Gut für Europa, gut für die Welt

Kann Europas wirtschaftlicher Internationalismus im 21. Jahrhundert überleben?

Europäer blicken mit wachsender Angst auf die rasanten Veränderungen der Weltwirtschaft. Macht sie ärmer, was die Chinesen reicher macht? Müssen sie ihre offenen Märkte vor Konkurrenz abschotten, um zu überleben? EU-Handelskommissar Peter Mandelson plädiert energisch gegen einen neuen europäischen Protektionismus.

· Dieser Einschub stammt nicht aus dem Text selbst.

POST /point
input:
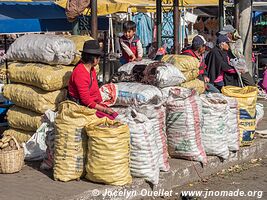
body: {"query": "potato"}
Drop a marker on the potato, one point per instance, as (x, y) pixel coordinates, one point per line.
(5, 145)
(9, 148)
(12, 143)
(6, 139)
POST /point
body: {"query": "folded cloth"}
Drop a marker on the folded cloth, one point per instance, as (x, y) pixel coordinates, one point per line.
(100, 114)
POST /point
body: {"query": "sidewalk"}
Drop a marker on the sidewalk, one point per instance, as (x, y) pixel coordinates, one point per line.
(33, 184)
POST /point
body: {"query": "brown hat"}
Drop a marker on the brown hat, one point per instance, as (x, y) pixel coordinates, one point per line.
(92, 47)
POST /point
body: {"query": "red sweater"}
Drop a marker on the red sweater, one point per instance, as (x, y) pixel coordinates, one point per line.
(79, 84)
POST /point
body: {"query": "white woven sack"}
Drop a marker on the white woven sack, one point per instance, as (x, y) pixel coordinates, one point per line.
(44, 48)
(157, 115)
(137, 94)
(233, 133)
(144, 153)
(214, 129)
(184, 125)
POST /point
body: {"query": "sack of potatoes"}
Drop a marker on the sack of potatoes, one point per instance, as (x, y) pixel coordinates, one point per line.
(7, 143)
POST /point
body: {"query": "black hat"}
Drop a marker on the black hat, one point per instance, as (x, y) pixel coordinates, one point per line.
(222, 38)
(92, 47)
(199, 40)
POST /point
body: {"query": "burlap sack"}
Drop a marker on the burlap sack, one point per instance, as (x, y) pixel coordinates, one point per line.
(46, 77)
(71, 140)
(78, 41)
(24, 119)
(20, 135)
(44, 48)
(33, 98)
(188, 65)
(108, 152)
(247, 99)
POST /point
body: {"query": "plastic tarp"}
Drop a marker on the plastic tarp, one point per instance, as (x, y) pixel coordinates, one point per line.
(20, 17)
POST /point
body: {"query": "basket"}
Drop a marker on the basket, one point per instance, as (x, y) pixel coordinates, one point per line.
(12, 161)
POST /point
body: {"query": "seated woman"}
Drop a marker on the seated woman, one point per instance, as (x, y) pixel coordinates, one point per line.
(220, 72)
(83, 86)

Unter den vielen Talenten, über die der indische Handelsminister Kamal Nath verfügt, ist eines sein Sinn für Ironie. Sein Lieblingswitz trifft direkt ins Herz der gegenwärtigen Globalisierungspolitik: Wann immer ein Europäer über Indien als aufsteigende Wirtschaft spricht, schießt er zurück, dass bei dieser Betrachtungsweise Europa dann ja wohl eine „niedergehende“ Ökonomie sein müsse. Nath weiß nur zu gut, welch wunden Punkt er damit trifft. Die Vorstellung, dass die Alte Welt – inwiefern ist eigentlich die europäische Zivilisation älter als die Chinas oder Indiens? – ihren Besitzstand gegen das aufsteigende Neue verteidigen müsse, ist nur zu bekannt. Es ist ein gängiges Theorem der Scharfmacher in den Wirtschaftsblättern, rechts wie links. Die Tatsache, dass dies nicht der Fall ist oder es zumindest nicht sein müsste, wenn wir die richtigen politischen Entscheidungen fällen, hat nichts an der Einschätzung vieler Europäer und Amerikaner über die entstehende politische und wirtschaftliche Landschaft des 21. Jahrhunderts geändert. Wie die Europäer sich verhalten, ist aber nicht nur von Bedeutung für Europa, sondern für die gesamte Weltwirtschaft.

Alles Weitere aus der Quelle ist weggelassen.